By: Davis Taylor
PHOENIX, Ariz. (Jan. 3, 2020) – A bill prefiled in the Arizona House would strengthen parental rights to make vaccination decisions and push back against any future federal vaccine mandates.
On December 11, 2019, State Rep. John Fillmore (R-Apache Junction) prefiled House Bill 2050 (HB2050), which would give parents of children who are “pupils” under Arizona law the sole right to decide whether or not their children are vaccinated. It would also prohibit schools from requiring that pupils receive the recommended vaccinations and prohibit schools from refusing to admit, or from otherwise penalizing, pupils who have not received them.
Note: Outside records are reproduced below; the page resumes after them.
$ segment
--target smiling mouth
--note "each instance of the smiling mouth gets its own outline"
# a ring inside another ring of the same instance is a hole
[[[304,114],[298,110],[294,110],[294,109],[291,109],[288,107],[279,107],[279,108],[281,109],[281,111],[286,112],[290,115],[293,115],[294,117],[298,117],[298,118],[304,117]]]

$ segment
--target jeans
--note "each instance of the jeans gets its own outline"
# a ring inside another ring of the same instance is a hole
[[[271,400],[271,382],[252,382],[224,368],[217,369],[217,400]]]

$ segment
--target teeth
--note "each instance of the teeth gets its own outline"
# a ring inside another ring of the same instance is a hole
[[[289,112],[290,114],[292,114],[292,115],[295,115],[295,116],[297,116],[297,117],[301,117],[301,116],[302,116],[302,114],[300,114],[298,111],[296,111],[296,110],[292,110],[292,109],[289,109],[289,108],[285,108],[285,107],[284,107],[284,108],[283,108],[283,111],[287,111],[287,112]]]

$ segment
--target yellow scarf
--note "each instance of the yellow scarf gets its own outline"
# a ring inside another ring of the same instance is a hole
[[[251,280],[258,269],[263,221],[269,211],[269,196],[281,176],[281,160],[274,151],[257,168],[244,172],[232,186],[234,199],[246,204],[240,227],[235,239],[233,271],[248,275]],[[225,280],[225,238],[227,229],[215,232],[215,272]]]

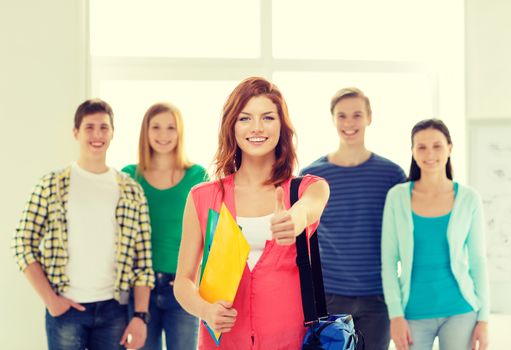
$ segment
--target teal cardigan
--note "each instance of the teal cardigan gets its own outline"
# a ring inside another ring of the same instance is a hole
[[[488,321],[489,287],[486,266],[483,208],[470,187],[458,187],[447,228],[451,269],[465,300]],[[413,266],[413,220],[410,183],[387,194],[382,224],[382,280],[390,318],[404,315],[410,295]],[[401,273],[398,275],[398,263]]]

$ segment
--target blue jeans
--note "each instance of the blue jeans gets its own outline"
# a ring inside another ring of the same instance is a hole
[[[407,321],[412,332],[411,350],[431,350],[437,336],[440,350],[470,350],[477,313]]]
[[[174,297],[171,285],[174,275],[155,272],[156,283],[151,291],[147,325],[147,340],[142,349],[161,350],[162,332],[168,350],[195,350],[199,333],[199,320],[186,312]],[[133,298],[130,298],[130,315],[134,311]]]
[[[83,303],[85,311],[69,308],[53,317],[46,310],[49,350],[123,349],[121,341],[128,326],[128,307],[110,299]]]
[[[383,295],[348,297],[325,294],[328,313],[351,314],[355,329],[363,337],[366,350],[387,350],[390,343],[390,320]]]

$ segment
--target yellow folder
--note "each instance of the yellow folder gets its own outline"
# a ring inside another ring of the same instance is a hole
[[[243,236],[229,209],[222,203],[204,274],[200,295],[210,303],[234,301],[245,270],[250,245]],[[213,334],[212,334],[213,335]],[[220,334],[214,334],[215,341]]]

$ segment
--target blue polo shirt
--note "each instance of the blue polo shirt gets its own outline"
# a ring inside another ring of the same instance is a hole
[[[343,296],[382,295],[383,207],[388,190],[405,182],[403,169],[373,153],[353,167],[321,157],[301,174],[320,176],[330,186],[317,231],[325,291]]]

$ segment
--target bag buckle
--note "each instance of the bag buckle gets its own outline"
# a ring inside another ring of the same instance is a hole
[[[319,323],[319,320],[303,321],[303,326],[312,327],[315,323]]]

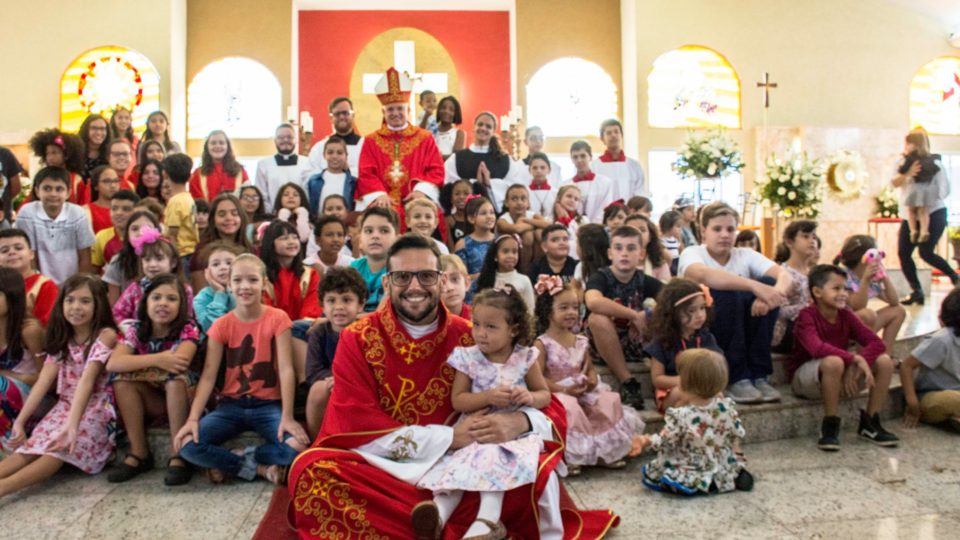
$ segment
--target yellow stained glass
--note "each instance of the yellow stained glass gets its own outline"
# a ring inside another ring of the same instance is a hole
[[[60,129],[76,132],[90,113],[108,120],[114,109],[133,111],[133,128],[160,108],[160,76],[145,56],[124,47],[98,47],[78,56],[60,78]]]
[[[920,68],[910,82],[910,125],[960,135],[960,58],[944,56]]]
[[[657,58],[647,77],[651,127],[740,127],[740,78],[722,55],[696,45]]]

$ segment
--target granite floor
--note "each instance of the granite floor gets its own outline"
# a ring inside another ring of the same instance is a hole
[[[901,435],[900,448],[872,446],[850,431],[837,454],[820,452],[813,439],[747,445],[752,493],[653,493],[637,480],[639,462],[588,469],[566,483],[583,506],[621,515],[611,538],[957,538],[960,436],[888,427]],[[123,485],[63,472],[0,499],[0,538],[246,539],[271,495],[264,482],[211,486],[197,477],[166,488],[161,480],[160,471]]]

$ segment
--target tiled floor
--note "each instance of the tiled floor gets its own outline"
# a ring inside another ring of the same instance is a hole
[[[751,493],[653,493],[637,479],[637,462],[588,469],[566,484],[583,506],[620,514],[611,538],[957,538],[960,436],[888,427],[902,437],[900,448],[872,446],[850,431],[836,454],[817,450],[813,438],[748,445]],[[211,486],[197,477],[166,488],[161,480],[160,471],[123,485],[62,473],[0,499],[0,538],[246,539],[271,495],[264,482]]]
[[[936,328],[948,289],[909,308],[901,337]],[[852,429],[852,421],[847,429]],[[680,499],[645,490],[639,462],[622,471],[585,470],[566,481],[585,507],[622,518],[612,538],[792,538],[918,540],[960,537],[960,436],[935,428],[905,431],[897,449],[846,431],[837,454],[814,438],[747,445],[751,493]],[[749,426],[748,426],[749,428]],[[246,539],[267,509],[264,482],[162,485],[162,471],[115,485],[105,475],[64,471],[46,485],[0,498],[0,539]]]

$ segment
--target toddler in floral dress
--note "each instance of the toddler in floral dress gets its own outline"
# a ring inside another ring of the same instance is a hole
[[[533,346],[547,387],[567,410],[567,473],[579,474],[581,465],[620,469],[633,438],[643,433],[643,420],[600,381],[590,359],[590,340],[573,332],[580,322],[576,284],[541,274],[535,290],[540,337]]]
[[[116,343],[106,285],[90,274],[67,279],[47,325],[47,359],[10,431],[16,453],[0,461],[0,497],[50,478],[64,463],[88,474],[103,470],[116,428],[104,366]],[[27,420],[54,384],[56,405],[26,438]]]
[[[657,453],[643,466],[643,484],[678,495],[750,491],[753,476],[740,454],[743,425],[733,401],[720,395],[726,361],[709,349],[687,349],[677,365],[686,404],[667,409],[659,434],[636,441],[635,454],[645,448]]]
[[[528,346],[527,307],[516,292],[488,289],[477,295],[473,338],[476,345],[457,347],[447,360],[457,371],[451,391],[454,409],[469,414],[524,406],[541,409],[550,403],[538,352]],[[536,434],[501,444],[474,442],[440,459],[417,487],[434,492],[427,504],[448,509],[457,506],[464,491],[479,491],[480,509],[465,538],[504,538],[503,494],[536,480],[542,446]]]
[[[113,318],[117,324],[125,329],[126,321],[137,320],[137,306],[143,299],[143,291],[150,285],[150,280],[160,274],[182,275],[180,257],[177,249],[164,237],[159,230],[150,226],[140,228],[140,236],[131,242],[134,253],[140,257],[140,279],[132,281],[120,294],[120,298],[113,305]],[[187,307],[190,316],[193,316],[193,291],[189,285],[184,285],[187,293]]]

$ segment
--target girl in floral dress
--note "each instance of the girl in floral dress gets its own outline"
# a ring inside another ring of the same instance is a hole
[[[40,378],[10,432],[16,453],[0,461],[0,497],[50,478],[64,463],[88,474],[103,470],[116,423],[104,365],[116,342],[103,282],[70,277],[50,315]],[[27,439],[24,426],[54,383],[59,399]]]
[[[634,453],[657,453],[643,466],[643,484],[679,495],[750,491],[753,476],[739,448],[743,426],[733,401],[720,395],[727,386],[726,361],[708,349],[687,349],[677,355],[677,365],[687,404],[667,409],[659,434],[636,441]]]
[[[477,344],[457,347],[447,360],[456,370],[454,409],[470,414],[484,409],[541,409],[550,403],[538,352],[528,346],[532,336],[527,313],[523,300],[511,290],[488,289],[477,295],[473,303]],[[456,508],[464,491],[479,491],[480,509],[465,538],[504,538],[503,494],[536,480],[542,445],[535,434],[502,444],[471,443],[444,456],[417,487],[433,491],[433,501],[426,504],[442,509]]]
[[[140,229],[140,235],[131,241],[134,253],[140,257],[140,279],[132,281],[113,305],[113,318],[121,329],[137,320],[137,306],[143,299],[143,291],[150,286],[150,280],[160,274],[182,276],[180,257],[177,249],[159,230],[150,226]],[[187,311],[193,316],[193,291],[187,292]]]
[[[619,469],[643,420],[620,404],[620,394],[600,381],[590,360],[589,340],[573,329],[580,322],[580,301],[573,282],[541,275],[537,292],[537,331],[533,346],[540,353],[547,387],[567,410],[564,458],[570,475],[581,465]]]

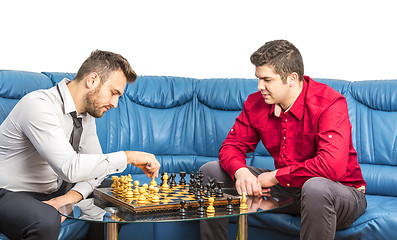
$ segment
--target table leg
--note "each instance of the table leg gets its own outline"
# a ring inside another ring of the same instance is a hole
[[[238,239],[239,240],[247,240],[248,239],[248,215],[240,215],[238,217]]]
[[[119,232],[117,231],[117,223],[106,223],[105,229],[105,239],[106,240],[117,240],[119,238]]]
[[[112,219],[117,219],[118,209],[115,207],[107,207],[105,211],[112,214]],[[117,229],[117,223],[107,222],[105,226],[105,239],[106,240],[117,240],[119,238],[119,231]]]

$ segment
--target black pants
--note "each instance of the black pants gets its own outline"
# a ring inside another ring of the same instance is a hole
[[[269,171],[248,167],[255,176]],[[209,179],[223,181],[225,187],[234,187],[232,178],[221,168],[219,162],[209,162],[201,168],[203,183]],[[365,194],[359,190],[333,182],[327,178],[316,177],[306,181],[300,188],[283,187],[277,184],[271,188],[272,195],[294,198],[293,204],[273,212],[300,214],[301,239],[334,239],[337,229],[349,227],[366,207]],[[201,239],[228,239],[228,219],[200,221]]]
[[[14,239],[58,239],[61,216],[43,203],[64,193],[12,192],[0,189],[0,232]]]

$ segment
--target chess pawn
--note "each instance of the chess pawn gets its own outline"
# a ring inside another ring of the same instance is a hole
[[[245,192],[243,192],[243,196],[241,197],[241,203],[240,203],[240,211],[245,212],[247,211],[248,206],[247,206],[247,196],[245,195]]]
[[[125,198],[126,199],[132,199],[134,197],[134,193],[132,192],[132,179],[131,178],[127,178],[127,192],[125,193]]]
[[[145,188],[144,187],[139,187],[139,198],[138,198],[138,203],[139,204],[145,204],[146,203],[146,198],[145,198]]]
[[[137,197],[139,195],[139,181],[135,180],[134,181],[135,189],[134,189],[134,197]]]
[[[152,203],[159,203],[160,202],[160,198],[159,198],[159,188],[158,187],[153,187],[153,192],[154,195],[152,197]]]
[[[233,214],[232,197],[227,197],[226,214]]]
[[[180,202],[180,204],[181,204],[181,208],[179,209],[179,216],[185,217],[186,216],[186,207],[185,207],[186,201],[182,200]]]
[[[161,190],[163,192],[168,192],[168,190],[170,189],[170,186],[168,185],[168,175],[167,175],[167,173],[164,173],[163,179],[164,179],[164,183],[163,183],[163,186],[161,186]]]
[[[213,197],[208,198],[207,213],[208,214],[215,214],[214,198]]]

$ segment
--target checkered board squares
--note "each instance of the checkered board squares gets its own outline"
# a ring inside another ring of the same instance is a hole
[[[170,188],[168,192],[160,191],[158,193],[160,202],[152,203],[146,202],[145,204],[139,204],[137,198],[126,199],[118,196],[117,194],[112,194],[110,188],[96,188],[94,189],[94,203],[95,205],[105,208],[105,207],[117,207],[123,212],[128,212],[129,214],[135,213],[150,213],[157,211],[178,211],[180,209],[180,202],[182,200],[186,201],[187,209],[194,209],[199,206],[198,200],[195,195],[189,193],[189,187],[177,186]],[[224,194],[223,197],[216,197],[214,205],[226,205],[227,197],[231,196]],[[238,204],[239,198],[235,196],[232,197],[232,203]],[[204,197],[204,206],[208,205],[208,198]]]

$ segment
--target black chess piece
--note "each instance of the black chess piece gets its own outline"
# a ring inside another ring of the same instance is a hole
[[[175,173],[171,173],[170,188],[176,187],[175,177],[176,177],[176,174]]]
[[[200,217],[203,217],[205,215],[205,210],[204,210],[204,199],[200,198],[198,200],[199,207],[197,208],[197,215]]]
[[[194,172],[190,173],[189,193],[196,193],[196,180],[194,178]]]
[[[181,204],[181,208],[179,209],[179,216],[185,217],[186,216],[186,207],[185,207],[186,201],[182,200],[180,202],[180,204]]]
[[[216,197],[223,197],[223,182],[218,182],[217,185]]]
[[[200,188],[197,188],[197,189],[196,189],[196,196],[195,196],[195,198],[196,198],[196,199],[200,199],[200,198],[202,198],[202,197],[203,197],[203,195],[201,194]]]
[[[186,185],[186,173],[185,172],[180,172],[179,176],[181,177],[181,180],[179,180],[179,185]]]
[[[207,191],[205,192],[205,196],[208,197],[208,198],[212,197],[212,194],[211,194],[211,183],[207,183]]]
[[[161,173],[161,183],[160,186],[163,186],[164,184],[164,172]]]
[[[227,197],[226,214],[233,213],[232,197]]]

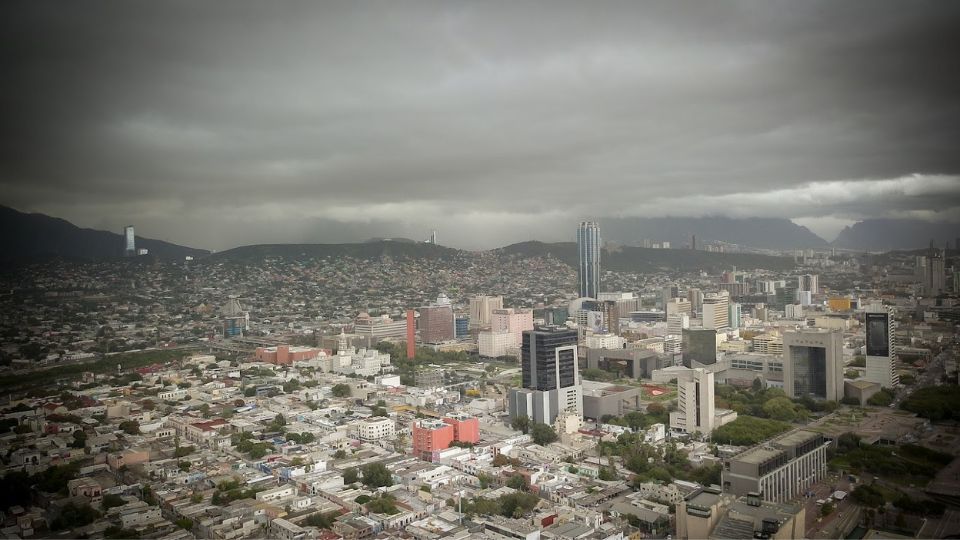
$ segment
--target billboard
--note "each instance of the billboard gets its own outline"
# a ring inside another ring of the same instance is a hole
[[[867,313],[867,356],[890,356],[890,315]]]

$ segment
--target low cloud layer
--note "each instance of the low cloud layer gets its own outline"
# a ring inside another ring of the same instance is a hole
[[[7,4],[4,204],[225,249],[960,220],[950,2]]]

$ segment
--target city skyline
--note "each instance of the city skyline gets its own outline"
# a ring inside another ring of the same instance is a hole
[[[222,250],[960,221],[951,3],[5,7],[0,203],[81,227]]]

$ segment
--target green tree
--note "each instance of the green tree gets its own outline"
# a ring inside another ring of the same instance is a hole
[[[120,422],[120,429],[128,435],[138,435],[140,433],[140,422],[136,420],[124,420]]]
[[[109,510],[115,506],[123,506],[125,504],[127,503],[126,501],[123,500],[123,497],[119,495],[114,495],[113,493],[108,493],[104,495],[103,501],[100,503],[101,507],[104,510]]]
[[[870,396],[870,399],[867,400],[867,405],[873,405],[874,407],[887,407],[893,403],[894,394],[886,388],[881,388],[879,392]]]
[[[534,424],[530,428],[530,437],[540,446],[546,446],[557,440],[557,432],[547,424]]]
[[[617,471],[613,467],[600,467],[597,478],[604,482],[612,482],[617,479]]]
[[[345,383],[333,385],[333,388],[330,389],[330,393],[332,393],[334,397],[338,398],[350,397],[352,394],[350,391],[350,385]]]
[[[527,491],[527,479],[522,474],[515,474],[507,480],[507,487],[520,491]]]
[[[190,518],[180,518],[175,523],[177,524],[177,527],[188,531],[193,528],[193,520]]]
[[[400,510],[397,509],[396,499],[387,493],[370,499],[370,502],[367,503],[367,510],[375,514],[386,515],[393,515],[400,512]]]
[[[333,522],[340,517],[340,512],[327,512],[325,514],[316,513],[312,514],[304,520],[304,523],[308,527],[317,527],[319,529],[330,529],[333,526]]]
[[[383,463],[371,463],[363,467],[362,482],[367,487],[389,487],[393,485],[393,475]]]
[[[777,397],[767,400],[763,404],[763,412],[774,420],[792,422],[797,417],[797,411],[792,401],[786,397]]]
[[[517,416],[510,420],[510,427],[526,434],[530,431],[530,418],[524,415]]]
[[[343,483],[344,484],[354,484],[359,478],[359,473],[357,472],[356,467],[348,467],[343,470]]]
[[[50,528],[55,531],[62,531],[64,529],[82,527],[93,523],[99,517],[100,512],[90,508],[89,504],[78,505],[73,502],[68,502],[61,508],[60,515],[57,519],[53,520]]]
[[[347,457],[347,453],[344,452],[343,449],[337,450],[333,453],[333,459],[344,459],[345,457]]]
[[[71,448],[83,448],[87,445],[87,433],[83,430],[77,430],[73,432],[73,441],[70,443]]]

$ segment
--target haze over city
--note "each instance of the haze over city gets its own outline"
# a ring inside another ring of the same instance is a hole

However, the bill would allow a school to exclude a pupil if he or she lacks a vaccination for a disease for which there is an active case at the pupil’s school and the public health department has declared an outbreak of the disease in the area. The bill would additionally eliminate a requirement that children be vaccinated in accordance with the recommended schedule in order for their parents to received cash assistance from the state on their behalf.
Effect on Federal Policy
Passage of HB 2050 would strengthen parental rights and make enforcement of any future federal vaccine mandates more difficult. Vaccine mandates, which are based upon CDC recommendations, currently exist at the state level and apply only to children. States have historically allowed various exemptions from the mandates, but exemptions are increasingly being rolling back or eliminated, with recent examples of this in California, Washington, Maine and New York. Furthermore, there’s reason to believe that the federal government may impose mandates shortly and that the mandates may not be limited to children.
Mandates are increasingly being issued at a federal level around the world, such as in Argentina, Italy and France.   In the U.S., in February of 2019, Dr. Scott Gottlieb, then Commissioner of the FDA, made comments to CNN indicating that the federal government has the authority to mandate vaccines and could step in with mandates if states don’t require more children to be vaccinated.  Gottlieb resigned as FDA Commissioner in May of 2019, shortly after making the comments, and joined the Board of Directors of Pfizer, Inc., a vaccine manufacturer, in June of 2019.  His departure from a high-level CDC position into a high-level position with a vaccine manufacturer was not unusual. Julie Gerberding is an earlier example of this “revolving door.” She was the director of the CDC from 2002 to 2009 and accepted a highly paid position as president of Merck’s vaccine division only about a year after leaving the CDC.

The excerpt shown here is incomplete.